Legal Counsel: Ms. Purti Gupta (appellant), Mr. Gaurav Agrawal (lead counsel for respondent No.1), Ms. Anjali Sharma (counsel for respondent No.3), Adv. A.K. Mishra, Adv. U.C. Nayak, Adv. Rohan Agarwal, Mr. Deena Dayal (representative of Union Bank).
Issues / Allegations / Violations
Whether the Letters of Intent (LoIs) issued by the RP on 23 May 2021, 23 June 2021 and 23 July 2021 were conditional, thereby violating Section 62 of the IBC.
Whether the clause reducing the performance guarantee period from 45 days to 7 days was contrary to the CoC’s earlier resolution.
Whether the forfeiture of the Earnest Money Deposit (EMD) of Rs 1 crore under clause 1.9.4 of the Request for Resolution Plan (RFRP) was unlawful.
Whether the appellant, having been aware of pending applications by PRAs, could insist that his plan be considered without subjecting it to those outcomes.
Whether the CoC’s decision to liquidate the corporate debtor with a 99.61% vote was subject to judicial review.
Findings & Observations
The Court held that the stipulations in the LoIs (subject to pending NCLT orders or PRA applications) did not render the LoIs conditional; they were merely procedural references.

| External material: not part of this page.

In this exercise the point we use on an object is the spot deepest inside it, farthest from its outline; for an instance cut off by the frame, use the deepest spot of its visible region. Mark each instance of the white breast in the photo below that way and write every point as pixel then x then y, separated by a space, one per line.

The appellant was present at the 15th CoC meeting (24 Jan 2020) and was fully aware of the pending litigations involving PRAs; therefore, his claim of surprise was rejected.
The NCLAT and NCLT findings that the appellant could not demand exclusion of the pending applications were affirmed.
The Court accepted that the appellant acquiesced to the clauses, including the risk of staff/worker litigation and the performance guarantee timeline, as evidenced by CoC minutes.
The reduction of the performance guarantee period to seven days in the third LoI was justified because the earlier 45‑day extension, granted due to the COVID‑19 pandemic, had already expired.
Clause 1.9.4 of the RFRP expressly permits forfeiture of the EMD for failure to submit the performance guarantee or any other non‑compliance; the RP’s action was therefore lawful.
The CoC’s commercial wisdom in approving liquidation (99.61% vote) is non‑justiciable and cannot be interfered with, per Supreme Court precedents (e.g., Manish Kumar v. Union of India, K. Sashidhar v. Indian Overseas Bank).
The binding nature of a CoC‑approved resolution plan was reiterated, citing Ebix Singapore Pvt Ltd v. Committee of Creditors and Amtek Auto decisions.
Penalties / Settlements / Directions
Forfeiture of EMD: Rs 1 crore was forfeited by the RP on 2 Aug 2021 in accordance with clause 1.9.4 of the RFRP.
No monetary penalty beyond the EMD forfeiture was imposed on the appellant.
Corrective Actions & Future Obligations
The liquidation process is to continue as directed; the liquidator (Respondent No.3) is instructed to proceed with the remaining liquidation steps under the IBC.
All interim orders previously granted are vacated.
No further compliance actions were mandated for the appellant beyond the dismissal of his appeals.
Final Ruling & Enforcement
The Supreme Court dismissed all three appeals (Civil Appeal Nos. 12264‑12266 of 2024) filed by Sanjay Dave.
The NCLAT order dated 29 Oct 2024, which upheld the liquidation of Oracle Home Textiles Ltd., stands affirmed.
All interim orders are vacated; the liquidator is directed to complete the liquidation.